Having your eyes stuck on the side of your head is great to avoid turning up on someone else's menu. Providing almost 360 deg vision, wide-set eyes give pigeons the best chance of escape. But they also have lousy stereo vision. With little overlap between the views of both eyes, no one knew whether the birds are able to perceive depth or are trapped in a flat panorama: cue the comical walk. Pigeons are easily recognised from their eccentric gait, bobbing their heads to and fro. The head movement allows the goofy birds to stabilise their vision when strutting forward, by essentially holding the head still when the head bobs back. The question was, could the birds take advantage of the rapid rebound, when the head bobs forward, to help them to gauge the depth and distance of objects? To find out, Yuya Hataji, Hika Kuroshima and Kazuo Fujita, from Kyoto University, Japan, played some sleight of hand on the birds to find out whether their ungainly deportment allows them to distinguish near from far.
But first the team had to train the pigeons to peck at a dot on a TV screen to tell the researchers whether it was small or large.

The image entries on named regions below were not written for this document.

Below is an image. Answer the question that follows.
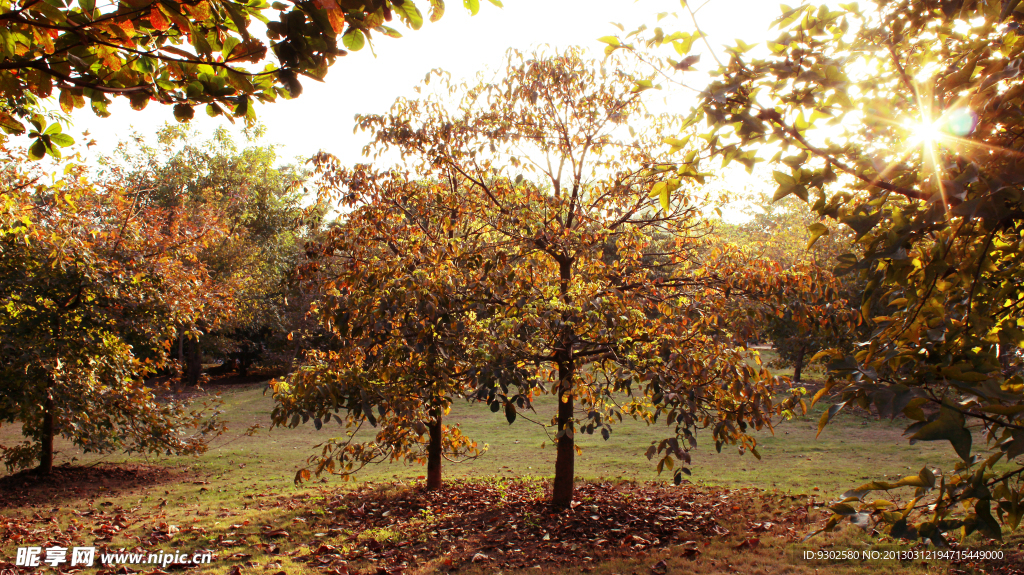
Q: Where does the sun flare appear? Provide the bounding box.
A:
[906,122,945,145]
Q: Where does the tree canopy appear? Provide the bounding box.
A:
[274,50,806,506]
[0,145,223,473]
[0,0,501,140]
[610,0,1024,544]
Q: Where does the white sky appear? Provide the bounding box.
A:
[44,0,780,167]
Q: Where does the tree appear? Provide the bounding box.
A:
[0,0,493,148]
[725,192,869,382]
[339,50,794,507]
[101,126,322,386]
[0,145,221,474]
[272,164,485,490]
[618,0,1024,544]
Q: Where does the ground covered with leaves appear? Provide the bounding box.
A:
[292,480,808,573]
[0,465,1024,575]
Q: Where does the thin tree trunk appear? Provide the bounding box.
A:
[185,336,203,387]
[551,257,575,510]
[427,411,441,491]
[793,346,807,382]
[551,365,575,510]
[36,397,54,475]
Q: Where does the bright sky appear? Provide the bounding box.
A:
[46,0,780,167]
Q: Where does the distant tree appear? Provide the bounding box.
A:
[0,0,491,142]
[609,0,1024,545]
[0,145,223,474]
[103,126,323,386]
[272,165,487,489]
[723,192,869,382]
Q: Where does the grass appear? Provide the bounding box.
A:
[0,355,1015,574]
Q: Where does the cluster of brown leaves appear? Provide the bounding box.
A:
[286,480,806,575]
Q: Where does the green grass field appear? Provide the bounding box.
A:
[0,351,1015,574]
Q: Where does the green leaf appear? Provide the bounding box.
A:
[29,139,46,160]
[807,222,828,250]
[341,27,366,52]
[0,110,25,134]
[430,0,444,21]
[50,134,75,147]
[814,401,846,439]
[174,103,196,122]
[394,0,423,30]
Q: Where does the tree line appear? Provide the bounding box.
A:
[0,0,1024,544]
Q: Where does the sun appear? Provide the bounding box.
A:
[906,117,946,146]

After showing each pigeon five static individual dots on a grid, each the same size, the team then provided the bird with a choice of squares that they could peck to tell the researchers whether the dot was small (selecting the left square) or large (right square). ‘The pigeons learned to do this in a few sessions since we have a lot of experience training pigeons on similar perceptual tasks’, says Hataji. Once the discs had got the birds’ attention and the animals were reliably distinguishing between the small (14.9–20.5 mm) and large (21.7–29.7 mm) dots, Hataji turned up the pressure. Now the discs began roving across the screen, so that the pigeons had to move their heads to keep track of them. Hataji rigged two cameras to monitor the birds’ head motion, and adjusted the movement of the dots depending on whether he wanted the dot to jump out of the screen – moving it in the opposite direction from the pigeon's head – or slide behind the screen – moving the dot in the same direction as the pigeon's head. Then he filmed each pigeon to find out how close it got to the screen before pecking at the dot. ‘Pigeons hold their head at a constant distance before pecking’, says Hataji, so if the bobbing head movements were helping the pigeons judge distance, then they would crowd the screen when the dot appeared farther away and stand well back when the dot jumped out at them.

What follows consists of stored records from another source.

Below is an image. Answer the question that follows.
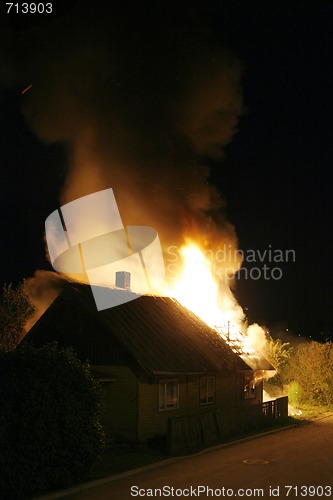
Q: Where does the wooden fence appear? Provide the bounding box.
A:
[167,396,288,454]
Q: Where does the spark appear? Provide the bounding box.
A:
[21,83,32,95]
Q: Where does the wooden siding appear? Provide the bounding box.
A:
[138,372,243,441]
[94,366,137,440]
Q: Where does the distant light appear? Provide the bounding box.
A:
[21,83,32,95]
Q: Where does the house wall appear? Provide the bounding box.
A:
[138,372,243,441]
[94,365,137,440]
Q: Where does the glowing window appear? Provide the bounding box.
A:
[200,377,215,405]
[244,375,256,399]
[159,380,179,410]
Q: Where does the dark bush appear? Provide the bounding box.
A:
[0,343,103,500]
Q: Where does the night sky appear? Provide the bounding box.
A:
[0,0,333,338]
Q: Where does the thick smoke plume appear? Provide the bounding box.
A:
[2,2,242,282]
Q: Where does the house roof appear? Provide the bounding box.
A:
[26,284,250,376]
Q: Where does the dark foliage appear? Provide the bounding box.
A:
[0,281,35,351]
[0,343,103,499]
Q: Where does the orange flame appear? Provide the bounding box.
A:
[163,241,267,368]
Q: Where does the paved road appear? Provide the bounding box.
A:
[61,416,333,500]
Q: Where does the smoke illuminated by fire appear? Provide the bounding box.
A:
[163,241,267,368]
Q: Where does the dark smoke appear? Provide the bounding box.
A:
[2,2,242,278]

Impressively, the pigeons could tell when the dots were in front of or behind the screen. The resourceful birds are able to determine how near or far objects are, thanks to their goofy head movements. Objects in the foreground seem to move differently from farther back objects as the pigeons move their heads, telling the birds which objects are near and which are distant. In addition, the birds were still able to differentiate between small and large dots, so head movements don't contribute to the bird's ability to determine size, although they did ponder longer before landing a peck when presented with intermediate-sized dots that were more difficult to categorise.
Despite their bird-brained reputation, pigeons take advantage of their unconventional gait to overcome their wide-eyed disadvantage. Bobbing their heads to and fro gives the birds a sense of perspective, allowing them to land pecks whether the target is near or far.